At 5:18 p.m. July 18, a neighbor called 911 to report a fire on Spring Farm Circle in Chantilly.Fire and rescue units from Dulles South, Kirkpatrick Farms, Brambleton, Fairfax County, and Metropolitan Washington Airports Authority responded. They arrived to find heavy smoke and fire coming from the garage of a large, single family home.The fire was spreading quickly from the garage up into the attic space.The residents of the home had been alerted to the fire by a neighbor and were located safely outside.

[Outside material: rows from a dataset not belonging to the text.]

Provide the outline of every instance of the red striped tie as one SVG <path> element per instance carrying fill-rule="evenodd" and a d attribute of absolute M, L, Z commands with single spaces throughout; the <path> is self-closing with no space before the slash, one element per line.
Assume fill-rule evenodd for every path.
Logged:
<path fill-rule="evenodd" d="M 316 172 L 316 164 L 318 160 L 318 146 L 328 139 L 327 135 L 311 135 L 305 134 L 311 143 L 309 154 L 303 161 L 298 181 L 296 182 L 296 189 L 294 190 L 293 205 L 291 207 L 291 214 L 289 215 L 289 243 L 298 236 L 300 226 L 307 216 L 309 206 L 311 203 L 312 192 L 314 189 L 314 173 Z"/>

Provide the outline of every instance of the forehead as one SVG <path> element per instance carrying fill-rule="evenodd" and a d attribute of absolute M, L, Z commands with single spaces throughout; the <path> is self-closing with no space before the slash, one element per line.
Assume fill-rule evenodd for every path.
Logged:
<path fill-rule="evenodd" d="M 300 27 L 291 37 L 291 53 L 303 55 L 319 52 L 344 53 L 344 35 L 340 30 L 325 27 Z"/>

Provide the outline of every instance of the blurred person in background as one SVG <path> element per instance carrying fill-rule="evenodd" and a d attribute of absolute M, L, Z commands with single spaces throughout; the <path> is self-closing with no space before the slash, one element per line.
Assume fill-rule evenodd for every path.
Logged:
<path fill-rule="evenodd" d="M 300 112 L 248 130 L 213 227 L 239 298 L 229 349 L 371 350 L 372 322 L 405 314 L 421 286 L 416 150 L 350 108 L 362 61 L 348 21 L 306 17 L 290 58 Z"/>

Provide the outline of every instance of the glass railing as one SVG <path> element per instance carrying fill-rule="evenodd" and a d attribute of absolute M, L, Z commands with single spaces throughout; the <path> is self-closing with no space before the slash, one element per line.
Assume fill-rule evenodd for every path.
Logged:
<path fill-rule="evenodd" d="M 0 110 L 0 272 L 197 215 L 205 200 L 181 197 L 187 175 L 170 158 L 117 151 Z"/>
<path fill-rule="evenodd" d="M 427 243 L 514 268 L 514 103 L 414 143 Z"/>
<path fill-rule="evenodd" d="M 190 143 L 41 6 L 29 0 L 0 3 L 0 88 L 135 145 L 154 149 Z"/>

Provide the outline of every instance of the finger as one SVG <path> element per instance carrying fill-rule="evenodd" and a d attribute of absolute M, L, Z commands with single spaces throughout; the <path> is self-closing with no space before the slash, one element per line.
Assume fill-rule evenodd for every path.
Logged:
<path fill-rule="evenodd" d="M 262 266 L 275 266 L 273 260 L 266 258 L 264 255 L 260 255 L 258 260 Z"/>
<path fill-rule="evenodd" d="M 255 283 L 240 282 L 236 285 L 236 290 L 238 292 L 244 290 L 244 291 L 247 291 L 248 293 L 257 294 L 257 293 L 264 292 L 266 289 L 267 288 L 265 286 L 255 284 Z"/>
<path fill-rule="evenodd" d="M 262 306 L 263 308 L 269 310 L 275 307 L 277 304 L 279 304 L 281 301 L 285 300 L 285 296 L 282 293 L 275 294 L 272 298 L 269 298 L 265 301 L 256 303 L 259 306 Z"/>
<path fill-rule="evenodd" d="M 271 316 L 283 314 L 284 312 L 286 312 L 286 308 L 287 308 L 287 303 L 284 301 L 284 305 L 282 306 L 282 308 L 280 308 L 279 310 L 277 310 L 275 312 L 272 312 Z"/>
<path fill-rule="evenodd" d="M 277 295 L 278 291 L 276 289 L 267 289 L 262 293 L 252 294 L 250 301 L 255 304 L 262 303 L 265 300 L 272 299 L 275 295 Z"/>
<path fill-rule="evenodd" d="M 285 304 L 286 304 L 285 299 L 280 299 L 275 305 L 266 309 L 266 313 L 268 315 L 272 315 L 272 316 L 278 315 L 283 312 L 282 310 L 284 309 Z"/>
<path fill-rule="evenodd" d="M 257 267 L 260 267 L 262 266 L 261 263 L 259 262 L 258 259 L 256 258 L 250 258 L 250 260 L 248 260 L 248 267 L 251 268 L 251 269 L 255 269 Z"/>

The Fire Marshal’s Office determined the fire was caused by the failure of a service line to the home, which ignited mulch near the home. The fire quickly spread to the garage and attic. Damages to the home and one neighboring residence were estimated at $875,000. Two adults and two children were displaced by the fire.
Each year during spring and summer, fire departments across the Country respond to structure fires involving mulch. Fires in mulch that is too close to the home can quickly grow into a devastating fire, causing major damage to buildings, homes, and other structures. Because these fires begin outside, , they often go undetected until they have grown significantly.
To reduce the chance of having a mulch-related fire at your residence, the Fire Marshal’s Office offers these recommendations:
•Keep landscaped mulch beds moist.
• Provide a minimum 18-inch clearance between landscaped mulch beds and combustible building materials.
•Use only electrical devices and cords listed for outdoor use,and follow the manufacturer’s specifications.
• Provide proper clearance for any electrical devices such as decorative lights by following the manufacturer’s instructions and use only approved yard light bulbs with the appropriate size and wattage.
•Consider replacing landscaping mulch with decorative stone.
•Use noncombustible material such as rock or pea gravel around the gas meter and next to the combustible portions of the structure.